Skip Shea of Harvest Tide Productions

By Helen Miller

vitality-skip-shea-headshotSkip Shea, an Uxbridge native who describes himself as a “townie,” got into the film industry by chance ~ but his passion, hard work, and perseverance have kept him there.  “In 2006, I literally answered an ad in the Telegram & Gazette looking for background work at the Worcester Airport for the movie ‘Shuttle,’” shares Shea, 51. “I was supposed to be a business type passenger in the film, but the actor who was playing the pilot didn’t show up. So, they picked me out of the crowd to play the pilot. I haven’t looked back since.”

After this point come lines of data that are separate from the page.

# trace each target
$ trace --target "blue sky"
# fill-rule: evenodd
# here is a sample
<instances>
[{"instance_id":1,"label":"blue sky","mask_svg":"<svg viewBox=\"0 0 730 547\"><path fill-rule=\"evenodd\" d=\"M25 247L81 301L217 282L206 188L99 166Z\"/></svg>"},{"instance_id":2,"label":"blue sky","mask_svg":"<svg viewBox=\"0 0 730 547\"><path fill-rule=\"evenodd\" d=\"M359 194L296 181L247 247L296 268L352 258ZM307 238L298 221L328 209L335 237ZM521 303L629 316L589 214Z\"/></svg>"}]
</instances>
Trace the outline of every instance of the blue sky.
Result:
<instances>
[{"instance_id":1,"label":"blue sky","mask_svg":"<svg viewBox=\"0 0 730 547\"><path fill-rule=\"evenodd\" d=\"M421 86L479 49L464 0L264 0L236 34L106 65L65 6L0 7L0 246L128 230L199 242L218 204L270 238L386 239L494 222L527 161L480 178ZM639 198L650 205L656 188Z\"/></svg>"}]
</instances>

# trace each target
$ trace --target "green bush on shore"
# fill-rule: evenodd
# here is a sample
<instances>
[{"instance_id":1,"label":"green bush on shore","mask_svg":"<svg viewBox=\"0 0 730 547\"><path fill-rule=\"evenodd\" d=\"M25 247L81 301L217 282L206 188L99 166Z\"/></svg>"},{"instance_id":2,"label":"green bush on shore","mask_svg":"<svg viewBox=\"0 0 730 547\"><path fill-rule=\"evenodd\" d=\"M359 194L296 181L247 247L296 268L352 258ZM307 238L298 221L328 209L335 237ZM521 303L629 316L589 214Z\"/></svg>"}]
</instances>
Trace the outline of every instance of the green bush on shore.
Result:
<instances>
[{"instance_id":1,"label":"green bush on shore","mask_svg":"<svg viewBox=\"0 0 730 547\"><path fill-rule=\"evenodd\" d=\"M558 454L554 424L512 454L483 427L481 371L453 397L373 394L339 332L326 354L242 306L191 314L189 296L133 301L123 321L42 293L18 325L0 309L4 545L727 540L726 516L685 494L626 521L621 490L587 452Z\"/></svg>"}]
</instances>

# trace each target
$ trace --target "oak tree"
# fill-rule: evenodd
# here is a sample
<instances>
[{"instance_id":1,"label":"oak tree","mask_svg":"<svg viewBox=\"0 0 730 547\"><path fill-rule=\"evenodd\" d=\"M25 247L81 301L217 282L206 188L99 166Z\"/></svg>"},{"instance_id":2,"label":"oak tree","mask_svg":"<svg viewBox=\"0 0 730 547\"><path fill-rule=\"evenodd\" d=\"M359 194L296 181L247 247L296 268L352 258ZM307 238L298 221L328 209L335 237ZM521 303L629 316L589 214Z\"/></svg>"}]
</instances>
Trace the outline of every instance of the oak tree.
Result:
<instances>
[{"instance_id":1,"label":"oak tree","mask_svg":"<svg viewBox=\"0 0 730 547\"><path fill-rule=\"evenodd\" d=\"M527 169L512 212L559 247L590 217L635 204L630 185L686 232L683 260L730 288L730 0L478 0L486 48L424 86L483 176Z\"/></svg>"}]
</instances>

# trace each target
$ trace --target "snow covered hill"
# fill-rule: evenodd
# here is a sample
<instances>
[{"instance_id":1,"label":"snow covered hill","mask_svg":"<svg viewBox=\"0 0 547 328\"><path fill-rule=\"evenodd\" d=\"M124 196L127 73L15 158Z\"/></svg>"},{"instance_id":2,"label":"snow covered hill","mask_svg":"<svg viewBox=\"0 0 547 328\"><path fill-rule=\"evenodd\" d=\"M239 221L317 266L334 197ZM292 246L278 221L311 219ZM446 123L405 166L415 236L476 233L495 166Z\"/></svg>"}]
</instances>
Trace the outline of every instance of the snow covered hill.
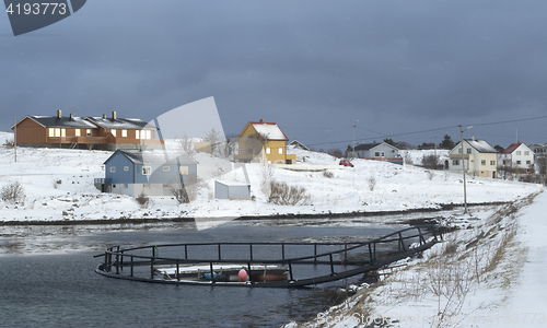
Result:
<instances>
[{"instance_id":1,"label":"snow covered hill","mask_svg":"<svg viewBox=\"0 0 547 328\"><path fill-rule=\"evenodd\" d=\"M203 183L196 200L178 204L173 197L153 197L148 207L141 208L130 197L101 194L94 187L93 178L104 177L102 165L110 152L19 148L15 163L14 150L0 145L0 188L19 181L25 194L20 204L0 201L0 221L404 211L463 202L461 175L365 160L354 160L354 167L342 167L328 154L302 150L290 152L296 154L299 161L305 157L306 165L333 167L327 171L329 174L274 168L274 180L305 187L311 204L267 202L260 192L265 171L261 164L245 165L254 200L216 199L216 178L245 181L245 172L225 160L197 153L198 174ZM531 184L475 177L468 179L467 200L469 203L512 201L537 189Z\"/></svg>"}]
</instances>

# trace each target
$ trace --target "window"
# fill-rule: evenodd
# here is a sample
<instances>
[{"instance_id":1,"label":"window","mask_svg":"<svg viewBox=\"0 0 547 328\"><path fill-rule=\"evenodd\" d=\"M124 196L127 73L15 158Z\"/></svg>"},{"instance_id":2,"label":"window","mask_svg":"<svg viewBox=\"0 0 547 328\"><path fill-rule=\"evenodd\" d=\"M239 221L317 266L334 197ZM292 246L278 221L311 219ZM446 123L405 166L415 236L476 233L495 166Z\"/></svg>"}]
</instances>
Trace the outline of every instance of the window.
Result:
<instances>
[{"instance_id":1,"label":"window","mask_svg":"<svg viewBox=\"0 0 547 328\"><path fill-rule=\"evenodd\" d=\"M142 166L142 175L151 175L152 168L150 166Z\"/></svg>"}]
</instances>

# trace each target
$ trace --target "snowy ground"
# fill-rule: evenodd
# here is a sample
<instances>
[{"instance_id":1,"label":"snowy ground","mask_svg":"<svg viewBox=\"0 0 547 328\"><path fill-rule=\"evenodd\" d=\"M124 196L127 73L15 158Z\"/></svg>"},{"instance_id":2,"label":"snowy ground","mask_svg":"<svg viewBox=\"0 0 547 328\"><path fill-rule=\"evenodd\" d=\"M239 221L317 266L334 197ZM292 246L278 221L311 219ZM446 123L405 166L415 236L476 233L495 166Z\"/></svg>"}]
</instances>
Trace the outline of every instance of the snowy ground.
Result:
<instances>
[{"instance_id":1,"label":"snowy ground","mask_svg":"<svg viewBox=\"0 0 547 328\"><path fill-rule=\"evenodd\" d=\"M307 324L286 327L547 326L547 192L475 213L422 258ZM380 327L380 325L375 326Z\"/></svg>"},{"instance_id":2,"label":"snowy ground","mask_svg":"<svg viewBox=\"0 0 547 328\"><path fill-rule=\"evenodd\" d=\"M1 134L0 139L9 139L9 136ZM173 197L153 197L146 208L141 208L130 197L101 194L94 187L93 178L104 177L102 165L110 152L19 148L15 163L14 150L0 145L0 188L19 181L25 194L24 201L19 204L0 201L0 221L382 212L438 209L441 204L463 202L463 183L456 174L365 160L354 160L354 167L342 167L328 154L291 152L299 161L305 157L299 165L334 167L328 169L331 177L324 172L274 168L272 179L305 187L311 196L310 204L267 202L260 191L266 169L261 164L246 164L243 169L225 160L197 153L195 159L199 162L198 174L202 183L194 201L178 204ZM254 200L213 197L216 178L245 181L246 175ZM536 190L538 187L531 184L475 177L468 179L467 200L469 203L512 201Z\"/></svg>"}]
</instances>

Indeed he hasn’t. He is the writer and director of the award winning horror short film “Microcinema,” which is now being adapted into a feature length film. He also written, directed and produced five short films: Mail, Video Diary: Last Entry, They Serve Breakfast Here All Day Long, Putting on Its Shoes and Choices.

In the fall of 2010, he co-founded Harvest Tide Productions with 7-time Emmy Award Winning Cinematographer William Smyth, actor and screenwriter William Decoff and actress Emily King.

He says he started the online film company because of the digital age. “It is an inexpensive way to produce and distribute a project,” he explains.  “I was paying attention to the trends in how people were accessing their entertainment, online. I knew it was a real threat to the established business, much like television was to Hollywood, and they responded in a similar way with large 3D films.”
With that in mind, he wrote a comedic web series called “R.I.P. Rhode Island Productions,” and with that, Harvest Tide Productions was born.

Many of his films are geared towards a younger audience (your children or grandchildren may have seen a few), and Shea says keeping up with the younger generation is easy. “I watch what they watch. I’m a horror and indie film fan. I read magazines and pay attention to box office receipts.”

Haven’t seen any of Shea’s work? His company is currently producing a horror mini-web series titled “Longreach,” which they hope to expand on once they have attracted an audience. “I’m also involved in the production of a soap opera web series,” Shes shared.

When Shea is not making films, he is still busy creating: “You can find me in a coffee shop writing.”

Shea, who grew up in Worcester County, says the area’s history is amazing, especially in the Blackstone Valley. “I love the art scene in general, it is very vibrant. I love the Arts in the Park series, the Worcester Art Museum, the poetry scene. There is a lot happening here.”

Yes, there is a lot happening here, and we look forward to Skip and Harvest Tide playing an even bigger role in the artistic community in the months and years to come.